Une table ronde scientifique s’est tenue le 25 mars 2026 au Centre interdiocésain de la Gombe à Kinshasa, réunissant experts médicaux, chercheurs et acteurs institutionnels autour de la prise en charge des enfants nés avec des différences de développement sexuel (DSD). Organisée par le Groupe Inter-Désirs (GIDE) avec la CEJP et l’Ordre des Médecins, sous le patronage du Programme National de la Santé de la Reproduction (PNSR), cette rencontre a permis d’aborder les enjeux médicaux, éthiques et liés aux droits humains dans le contexte congolais.

Les échanges ont mis en évidence une réalité encore insuffisamment prise en compte dans les politiques de santé en RDC. Pour les organisateurs et les participants, les personnes concernées font face à des interventions médicales précoces parfois irréversibles, à une stigmatisation persistante et à l’absence d’un cadre juridique protecteur. Les experts ont également relevé le manque de données fiables, l’absence de protocoles standardisés et les diagnostics tardifs, plaidant pour une approche multidisciplinaire intégrant médecine, psychologie, droit et bioéthique.

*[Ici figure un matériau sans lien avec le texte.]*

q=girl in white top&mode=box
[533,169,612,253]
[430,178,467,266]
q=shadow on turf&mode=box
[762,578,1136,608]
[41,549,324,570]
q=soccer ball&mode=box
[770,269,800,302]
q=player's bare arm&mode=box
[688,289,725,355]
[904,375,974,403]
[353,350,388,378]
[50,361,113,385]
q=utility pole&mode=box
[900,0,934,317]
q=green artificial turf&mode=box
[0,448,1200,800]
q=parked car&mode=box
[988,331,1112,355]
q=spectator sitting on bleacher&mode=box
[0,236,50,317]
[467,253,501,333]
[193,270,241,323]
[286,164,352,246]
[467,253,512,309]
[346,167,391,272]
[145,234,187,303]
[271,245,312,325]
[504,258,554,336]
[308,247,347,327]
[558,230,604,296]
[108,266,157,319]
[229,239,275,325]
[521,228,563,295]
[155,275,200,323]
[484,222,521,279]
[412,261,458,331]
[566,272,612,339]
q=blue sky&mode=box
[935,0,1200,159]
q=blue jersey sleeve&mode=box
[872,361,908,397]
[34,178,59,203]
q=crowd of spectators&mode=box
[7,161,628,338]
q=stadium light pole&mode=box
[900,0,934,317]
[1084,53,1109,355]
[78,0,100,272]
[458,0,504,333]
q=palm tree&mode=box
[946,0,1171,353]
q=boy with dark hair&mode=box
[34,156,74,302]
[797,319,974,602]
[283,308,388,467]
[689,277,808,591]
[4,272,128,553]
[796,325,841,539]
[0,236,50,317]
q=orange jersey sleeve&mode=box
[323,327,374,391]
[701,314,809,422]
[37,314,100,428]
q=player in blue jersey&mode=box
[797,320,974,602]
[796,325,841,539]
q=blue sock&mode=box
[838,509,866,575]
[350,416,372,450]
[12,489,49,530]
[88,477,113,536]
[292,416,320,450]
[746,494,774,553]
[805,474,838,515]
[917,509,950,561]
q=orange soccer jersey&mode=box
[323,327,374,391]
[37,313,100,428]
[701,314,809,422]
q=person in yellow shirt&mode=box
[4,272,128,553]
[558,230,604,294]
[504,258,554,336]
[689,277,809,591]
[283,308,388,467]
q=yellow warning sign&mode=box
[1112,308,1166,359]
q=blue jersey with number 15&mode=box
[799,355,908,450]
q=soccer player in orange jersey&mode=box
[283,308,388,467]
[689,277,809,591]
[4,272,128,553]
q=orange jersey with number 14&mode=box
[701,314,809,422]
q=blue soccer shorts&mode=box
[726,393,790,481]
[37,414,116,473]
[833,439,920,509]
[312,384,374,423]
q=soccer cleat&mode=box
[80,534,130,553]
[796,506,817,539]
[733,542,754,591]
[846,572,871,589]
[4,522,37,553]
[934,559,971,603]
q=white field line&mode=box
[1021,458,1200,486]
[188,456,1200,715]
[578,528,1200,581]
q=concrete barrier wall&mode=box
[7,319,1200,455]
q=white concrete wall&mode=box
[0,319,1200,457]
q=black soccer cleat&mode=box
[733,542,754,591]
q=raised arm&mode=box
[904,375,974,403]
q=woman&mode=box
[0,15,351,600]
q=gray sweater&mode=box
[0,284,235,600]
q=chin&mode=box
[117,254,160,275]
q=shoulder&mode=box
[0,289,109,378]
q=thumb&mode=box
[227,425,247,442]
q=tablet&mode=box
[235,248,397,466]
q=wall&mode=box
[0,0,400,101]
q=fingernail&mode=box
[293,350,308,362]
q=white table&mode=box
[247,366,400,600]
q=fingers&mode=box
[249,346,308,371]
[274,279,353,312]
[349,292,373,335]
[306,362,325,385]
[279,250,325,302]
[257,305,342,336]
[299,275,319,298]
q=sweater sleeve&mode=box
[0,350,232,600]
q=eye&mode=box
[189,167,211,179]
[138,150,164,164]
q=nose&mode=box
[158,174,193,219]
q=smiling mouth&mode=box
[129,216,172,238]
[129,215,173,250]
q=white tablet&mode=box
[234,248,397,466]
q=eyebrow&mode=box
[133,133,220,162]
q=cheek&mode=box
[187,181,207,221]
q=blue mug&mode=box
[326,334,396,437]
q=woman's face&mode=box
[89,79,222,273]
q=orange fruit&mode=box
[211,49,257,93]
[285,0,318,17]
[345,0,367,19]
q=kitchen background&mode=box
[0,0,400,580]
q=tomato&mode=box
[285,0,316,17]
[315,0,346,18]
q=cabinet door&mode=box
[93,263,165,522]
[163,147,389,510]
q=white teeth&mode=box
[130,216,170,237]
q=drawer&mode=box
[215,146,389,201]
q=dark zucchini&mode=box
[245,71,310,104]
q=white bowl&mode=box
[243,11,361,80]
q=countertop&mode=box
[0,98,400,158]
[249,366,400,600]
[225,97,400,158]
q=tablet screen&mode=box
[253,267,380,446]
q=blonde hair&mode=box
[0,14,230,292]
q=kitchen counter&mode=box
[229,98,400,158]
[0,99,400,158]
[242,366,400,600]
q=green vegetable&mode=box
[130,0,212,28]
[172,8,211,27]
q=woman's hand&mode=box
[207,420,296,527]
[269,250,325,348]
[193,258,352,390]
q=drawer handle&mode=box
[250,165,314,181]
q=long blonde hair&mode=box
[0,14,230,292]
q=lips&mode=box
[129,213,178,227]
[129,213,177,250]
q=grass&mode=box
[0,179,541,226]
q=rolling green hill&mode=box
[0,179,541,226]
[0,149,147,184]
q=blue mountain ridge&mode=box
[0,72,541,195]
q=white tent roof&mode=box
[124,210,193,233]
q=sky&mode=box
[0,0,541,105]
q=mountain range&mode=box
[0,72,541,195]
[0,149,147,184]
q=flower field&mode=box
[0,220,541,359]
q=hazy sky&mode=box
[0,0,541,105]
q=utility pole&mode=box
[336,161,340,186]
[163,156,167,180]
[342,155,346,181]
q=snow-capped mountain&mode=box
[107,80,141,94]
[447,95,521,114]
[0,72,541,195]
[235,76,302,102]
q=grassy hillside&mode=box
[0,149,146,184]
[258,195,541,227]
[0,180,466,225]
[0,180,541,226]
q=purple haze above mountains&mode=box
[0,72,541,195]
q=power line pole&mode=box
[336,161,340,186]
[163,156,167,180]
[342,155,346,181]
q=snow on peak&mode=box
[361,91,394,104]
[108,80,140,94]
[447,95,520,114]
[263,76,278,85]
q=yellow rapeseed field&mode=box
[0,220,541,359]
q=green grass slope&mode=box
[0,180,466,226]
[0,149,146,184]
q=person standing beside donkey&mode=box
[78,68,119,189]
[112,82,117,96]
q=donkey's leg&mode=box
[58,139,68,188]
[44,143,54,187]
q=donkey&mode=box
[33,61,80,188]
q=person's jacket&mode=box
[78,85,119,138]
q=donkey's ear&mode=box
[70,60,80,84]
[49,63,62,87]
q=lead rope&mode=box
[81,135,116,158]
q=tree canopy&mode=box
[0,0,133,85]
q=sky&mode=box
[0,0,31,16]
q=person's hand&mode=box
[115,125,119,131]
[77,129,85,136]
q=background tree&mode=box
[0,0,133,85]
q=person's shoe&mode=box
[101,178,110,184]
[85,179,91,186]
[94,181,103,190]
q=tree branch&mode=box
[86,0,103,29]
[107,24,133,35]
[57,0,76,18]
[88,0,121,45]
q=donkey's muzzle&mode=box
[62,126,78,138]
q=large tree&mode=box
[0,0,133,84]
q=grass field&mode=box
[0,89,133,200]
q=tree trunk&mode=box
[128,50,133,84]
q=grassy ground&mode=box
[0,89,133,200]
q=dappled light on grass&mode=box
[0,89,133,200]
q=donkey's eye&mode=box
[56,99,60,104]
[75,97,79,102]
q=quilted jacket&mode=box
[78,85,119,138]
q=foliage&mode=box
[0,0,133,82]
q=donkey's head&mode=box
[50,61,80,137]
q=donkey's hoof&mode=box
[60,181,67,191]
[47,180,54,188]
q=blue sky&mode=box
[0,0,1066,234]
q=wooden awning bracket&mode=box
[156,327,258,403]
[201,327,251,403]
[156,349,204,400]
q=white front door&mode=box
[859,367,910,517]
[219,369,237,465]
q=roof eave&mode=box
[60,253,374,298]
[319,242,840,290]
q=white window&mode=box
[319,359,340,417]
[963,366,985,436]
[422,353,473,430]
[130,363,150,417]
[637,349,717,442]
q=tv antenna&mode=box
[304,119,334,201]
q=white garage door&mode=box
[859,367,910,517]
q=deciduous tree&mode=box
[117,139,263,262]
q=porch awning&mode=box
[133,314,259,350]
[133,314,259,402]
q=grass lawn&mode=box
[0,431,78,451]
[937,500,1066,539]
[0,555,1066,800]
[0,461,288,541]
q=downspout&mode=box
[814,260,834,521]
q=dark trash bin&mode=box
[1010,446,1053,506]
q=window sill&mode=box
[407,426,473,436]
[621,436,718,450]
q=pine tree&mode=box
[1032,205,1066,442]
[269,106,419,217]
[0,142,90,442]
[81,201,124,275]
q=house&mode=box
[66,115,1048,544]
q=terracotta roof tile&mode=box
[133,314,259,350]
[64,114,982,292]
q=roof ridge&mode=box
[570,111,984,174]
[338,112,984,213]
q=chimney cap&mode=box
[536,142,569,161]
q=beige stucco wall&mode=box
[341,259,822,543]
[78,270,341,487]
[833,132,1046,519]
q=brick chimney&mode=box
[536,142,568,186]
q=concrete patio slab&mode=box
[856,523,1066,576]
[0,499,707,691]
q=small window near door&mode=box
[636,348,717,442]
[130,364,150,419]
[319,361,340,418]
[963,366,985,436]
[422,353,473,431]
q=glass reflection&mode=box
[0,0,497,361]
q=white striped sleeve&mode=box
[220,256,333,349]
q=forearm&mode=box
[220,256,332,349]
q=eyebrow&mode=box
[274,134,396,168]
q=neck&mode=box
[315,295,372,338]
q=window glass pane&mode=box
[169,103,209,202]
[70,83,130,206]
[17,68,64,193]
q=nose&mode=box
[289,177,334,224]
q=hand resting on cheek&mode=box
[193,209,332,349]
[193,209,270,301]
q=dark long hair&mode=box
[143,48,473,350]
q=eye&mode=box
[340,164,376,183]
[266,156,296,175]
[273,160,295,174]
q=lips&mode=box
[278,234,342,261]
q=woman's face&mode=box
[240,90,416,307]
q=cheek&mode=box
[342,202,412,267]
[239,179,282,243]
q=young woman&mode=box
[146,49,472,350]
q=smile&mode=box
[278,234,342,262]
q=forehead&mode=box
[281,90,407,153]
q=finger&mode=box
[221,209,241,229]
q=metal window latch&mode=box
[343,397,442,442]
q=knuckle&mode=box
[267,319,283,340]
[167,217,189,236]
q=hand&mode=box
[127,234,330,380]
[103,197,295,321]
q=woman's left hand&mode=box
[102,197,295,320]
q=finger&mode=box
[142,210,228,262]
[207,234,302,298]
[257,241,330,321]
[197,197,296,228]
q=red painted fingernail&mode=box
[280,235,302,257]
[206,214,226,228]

La représentante du Programme National de la Santé de la Reproduction, s’exprimant au nom du Ministère de la Santé, a salué cette initiative en soulignant la complexité des DSD, encore peu intégrées dans le système de santé. Elle a insisté sur la nécessité de renforcer les capacités du personnel médical, d’élaborer des protocoles adaptés, d’intégrer les exigences éthiques et de garantir l’intérêt supérieur de l’enfant, tout en assurant un accompagnement des familles.

Elle a présenté cette rencontre comme un cadre essentiel pour briser le silence, identifier les insuffisances et proposer des solutions concrètes. Le Ministère a réaffirmé son engagement à soutenir les initiatives visant à améliorer la qualité des soins et à orienter les politiques publiques en matière de santé reproductive.

Intervenant pour la CEJP/CENCO, Sœur Nathalie Kangaji a rappelé que les enfants concernés et leurs familles sont souvent confrontés à la stigmatisation et à l’exclusion. Elle a insisté sur la mission de l’Église de défendre la dignité humaine et d’assurer un accompagnement sans jugement, tout en appelant à une implication accrue des autorités publiques.
Elle a exprimé l’espoir que cette table ronde débouche sur l’élaboration d’un protocole respectueux des réalités culturelles, éthiques et médicales, saluant l’appui de CAFOD et des partenaires engagés pour une société plus juste et inclusive.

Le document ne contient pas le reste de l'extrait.